Cambridge, MA | June 11, 2020 – A bipartisan commission, convened by the American Academy of Arts & Sciences, released a report today that recommends 31 steps to strengthen America’s institutions and civic culture to help a nation in crisis emerge with a more resilient democracy. While the project began in 2018, recent events – including a devastating pandemic and massive nationwide protests for racial justice – underscore the urgency of identifying how to fix what is breaking and recommending ways to move forward.
“We have worked for two years across divides, across disciplines, and across the country,” said David Oxtoby, President of the Academy. “These comprehensive reforms are necessary to make America more representative, more responsive, and more united.” The American Academy of Arts & Sciences was established in 1780 by the country’s founders to help guide a young nation through challenges and emerge stronger. This is one of those times.
The report, Our Common Purpose: Reinventing American Democracy for the 21st Century, is being issued by a diverse commission of leaders in academia, civil society, politics, and business from across the ideological spectrum. The chairs are Danielle Allen (Harvard University), Stephen Heintz (Rockefeller Brothers Fund), and Eric Liu (Citizen University).
“This is an ambitious plan because it has to be. The nation is suffering from a crisis of legitimacy that cannot be addressed by any single reform. Our political institutions, civil society, and political culture need interacting reforms and investment to launch a virtuous circle of empowerment and responsiveness,” said Danielle Allen. “Our Common Purpose is designed to establish a stronger foundation for self-government as the best route to safety and opportunity for all Americans.”
The Commission held nearly 50 listening sessions to understand the problems and to illuminate what is needed. Among the 31 recommendations in the bipartisan report:
- Expand the House of Representatives (and therefore the Electoral College) by at least fifty members.
- Institute universal voting and instant voter registration for all eligible Americans.
- Establish an expectation of national service by all Americans.
- Limit Supreme Court justices to 18-year terms.
- Reduce the influence of big money in politics.
- Promote electoral reforms to increase representation and decrease hyper-partisanship.

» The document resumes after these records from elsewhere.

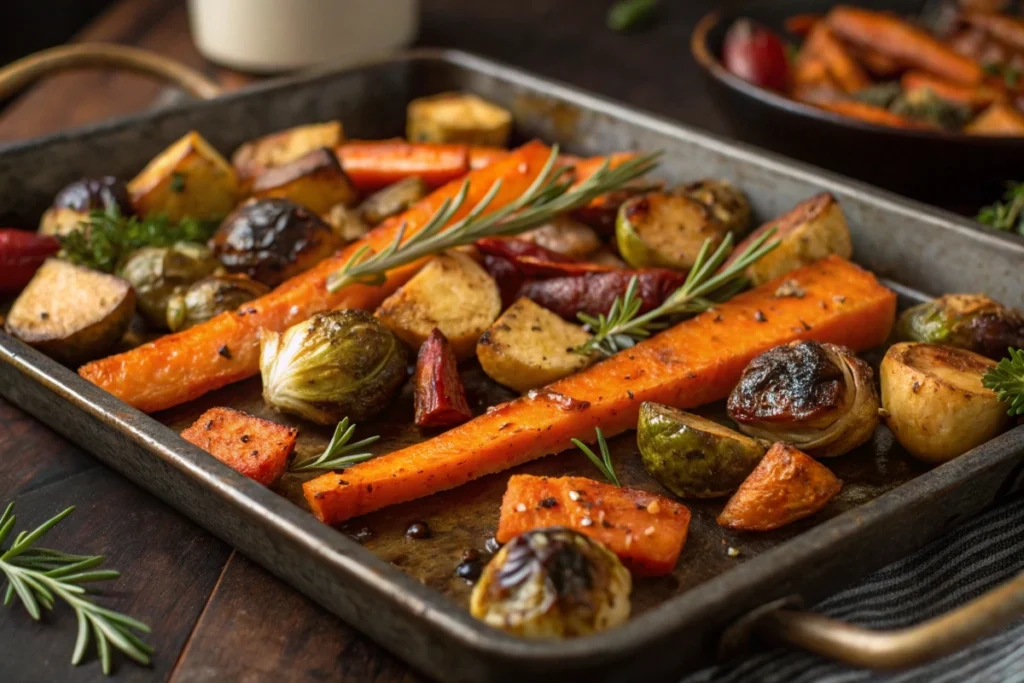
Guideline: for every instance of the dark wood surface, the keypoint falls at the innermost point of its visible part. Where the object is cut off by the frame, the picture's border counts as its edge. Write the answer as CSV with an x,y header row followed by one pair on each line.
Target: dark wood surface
x,y
215,615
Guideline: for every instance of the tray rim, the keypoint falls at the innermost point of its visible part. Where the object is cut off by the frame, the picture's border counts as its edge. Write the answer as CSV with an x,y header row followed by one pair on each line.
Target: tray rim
x,y
348,557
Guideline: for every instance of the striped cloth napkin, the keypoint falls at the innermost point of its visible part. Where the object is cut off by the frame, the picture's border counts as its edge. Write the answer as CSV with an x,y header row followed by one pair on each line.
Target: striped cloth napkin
x,y
965,563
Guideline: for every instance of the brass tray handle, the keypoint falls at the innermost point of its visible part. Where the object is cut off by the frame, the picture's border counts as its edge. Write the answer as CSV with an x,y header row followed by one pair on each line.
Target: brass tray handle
x,y
28,70
898,648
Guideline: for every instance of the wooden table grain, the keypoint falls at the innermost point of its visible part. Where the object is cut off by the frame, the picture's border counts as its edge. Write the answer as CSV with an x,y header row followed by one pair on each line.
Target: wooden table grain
x,y
215,615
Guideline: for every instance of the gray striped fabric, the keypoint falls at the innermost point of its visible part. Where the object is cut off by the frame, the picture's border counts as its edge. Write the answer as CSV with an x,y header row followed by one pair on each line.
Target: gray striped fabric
x,y
962,565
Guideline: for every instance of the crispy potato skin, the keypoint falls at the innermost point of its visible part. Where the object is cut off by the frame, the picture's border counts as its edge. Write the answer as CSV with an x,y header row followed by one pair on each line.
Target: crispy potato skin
x,y
786,485
253,446
453,294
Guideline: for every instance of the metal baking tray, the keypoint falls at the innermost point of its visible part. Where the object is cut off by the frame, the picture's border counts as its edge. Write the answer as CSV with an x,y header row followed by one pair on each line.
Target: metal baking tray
x,y
403,594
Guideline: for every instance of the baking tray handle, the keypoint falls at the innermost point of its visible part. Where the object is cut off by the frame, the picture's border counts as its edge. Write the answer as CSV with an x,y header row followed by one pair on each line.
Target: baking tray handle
x,y
900,648
28,70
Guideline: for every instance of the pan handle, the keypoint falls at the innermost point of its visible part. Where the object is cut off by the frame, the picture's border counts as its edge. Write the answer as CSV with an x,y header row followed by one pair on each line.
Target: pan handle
x,y
899,648
26,71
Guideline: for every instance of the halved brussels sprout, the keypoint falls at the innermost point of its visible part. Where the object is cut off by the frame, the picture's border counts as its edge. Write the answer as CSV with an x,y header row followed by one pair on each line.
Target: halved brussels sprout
x,y
335,365
552,583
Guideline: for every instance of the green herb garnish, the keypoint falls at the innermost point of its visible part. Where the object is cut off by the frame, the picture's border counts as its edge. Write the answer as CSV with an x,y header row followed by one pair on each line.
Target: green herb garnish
x,y
338,454
1007,380
108,237
604,462
39,575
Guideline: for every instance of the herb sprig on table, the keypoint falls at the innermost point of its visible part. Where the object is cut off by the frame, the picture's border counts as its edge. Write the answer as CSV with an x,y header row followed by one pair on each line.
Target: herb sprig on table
x,y
38,577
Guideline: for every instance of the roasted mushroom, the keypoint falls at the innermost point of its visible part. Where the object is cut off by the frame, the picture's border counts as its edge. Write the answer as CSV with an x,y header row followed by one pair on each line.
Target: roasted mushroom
x,y
552,583
973,322
272,240
335,365
819,397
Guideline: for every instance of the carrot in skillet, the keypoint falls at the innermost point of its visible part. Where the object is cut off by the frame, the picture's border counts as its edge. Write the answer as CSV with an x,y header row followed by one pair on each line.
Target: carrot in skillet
x,y
180,367
696,361
646,530
904,42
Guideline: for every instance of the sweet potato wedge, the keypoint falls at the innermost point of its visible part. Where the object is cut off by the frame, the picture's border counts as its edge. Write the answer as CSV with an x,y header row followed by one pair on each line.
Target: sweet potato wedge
x,y
180,367
786,485
646,530
692,364
254,446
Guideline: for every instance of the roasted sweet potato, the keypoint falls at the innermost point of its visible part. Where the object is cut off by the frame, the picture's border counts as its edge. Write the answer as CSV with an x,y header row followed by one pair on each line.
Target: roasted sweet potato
x,y
646,530
254,446
786,485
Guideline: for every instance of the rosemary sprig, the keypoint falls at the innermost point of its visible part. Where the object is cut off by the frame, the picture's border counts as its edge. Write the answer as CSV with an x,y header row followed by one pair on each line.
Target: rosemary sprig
x,y
39,575
1007,380
549,196
339,453
604,462
706,285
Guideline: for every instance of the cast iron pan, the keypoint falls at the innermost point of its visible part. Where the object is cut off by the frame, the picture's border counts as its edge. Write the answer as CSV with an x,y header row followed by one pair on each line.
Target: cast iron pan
x,y
947,169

- Increase resources and resolve for community leadership, civic education and an American culture of shared commitment to constitutional democracy and one another.
“We studied the past to understand the enduring strengths and unmet aspirations of American democracy, we learned from Americans experiencing both opportunities and barriers in our democracy today, we looked to the future to assess the 21st-century challenges we will confront, and we have developed a plan for a more resilient America,” said Stephen Heintz. “This is not about nostalgia. People don’t want a better past. They want a better future.”
“This moment of crisis and reckoning in the United States reminds us that it is a blessing, not a burden, to be forced to live up to a creed,” said Eric Liu. "We Americans have one great asset, if we don’t squander it: our capacity for reinvention and renewal. Whether the issue is unequal justice or unequal votes or unequal voice, we can change our institutions and our culture if we commit to the work together."
The commission’s 31 recommendations address six broad areas that are fundamental to a healthy American democracy:
- Culture of Shared Commitment
- Connected Communities
- Equal Voice, Equal Representation
- Empowered Voters
- Responsive Government
- Social Media with Common Purpose
Support for the Commission on the Practice of Democratic Citizenship is provided by the S. D. Bechtel, Jr. Foundation, Rockefeller Brothers Fund, and Alan and Lauren Dachs.